Early Head Start provides comprehensive services to low-income pregnant mothers and infants and toddlers from birth to age 3. Federal funding for Early Head Start dramatically increased in 2009. The American Recovery and Reinvestment Act of 2009 gave ACF an additional $1.1 billion to expand Early Head Start services. In comparison, Early Head Start's original fiscal year 2009 budget was $710 million. In the 2009-2010 program year, ACF served more than 100,000 infants and toddlers through almost 1,000 Early Head Start grantees.
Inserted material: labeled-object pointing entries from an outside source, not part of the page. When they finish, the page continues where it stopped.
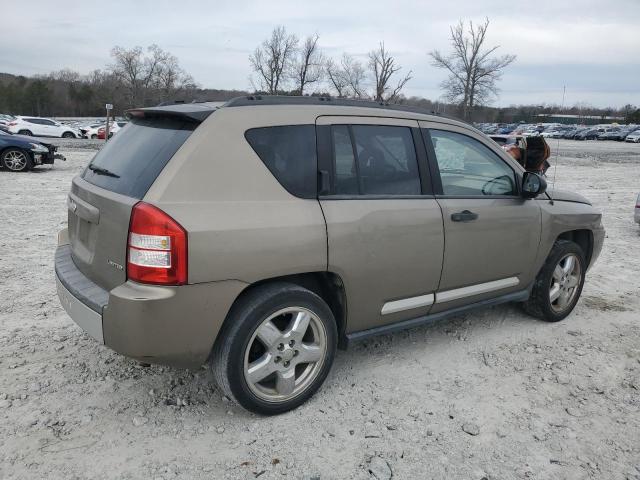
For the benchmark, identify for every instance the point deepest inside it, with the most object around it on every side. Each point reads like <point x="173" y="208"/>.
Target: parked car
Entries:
<point x="633" y="137"/>
<point x="260" y="235"/>
<point x="571" y="134"/>
<point x="19" y="153"/>
<point x="530" y="152"/>
<point x="589" y="134"/>
<point x="91" y="131"/>
<point x="552" y="134"/>
<point x="42" y="127"/>
<point x="113" y="129"/>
Although approximately two-thirds of programs did not employ only teachers with the required credentials, more than half of the teachers employed by 89 percent of programs had the required credentials. In addition, nearly all Early Head Start programs reported requiring teachers to complete training. However, programs reported challenges to employing only teachers with the required credentials and to training teachers. Eighty-three percent of programs reported that they could not find teachers with credentials. Further, programs most commonly reported finding substitutes and managing work schedules as challenges to providing training. Other challenges to training teachers appeared to be more prevalent in rural areas.
We recommend that ACF (1) work with Early Head Start programs to ensure that all teachers have the required credentials and (2) provide guidance to programs about training teachers.
ACF concurred with all of our recommendations. ACF described ongoing initiatives to increase the number of Early Head Start teachers with credentials and examples of training opportunities.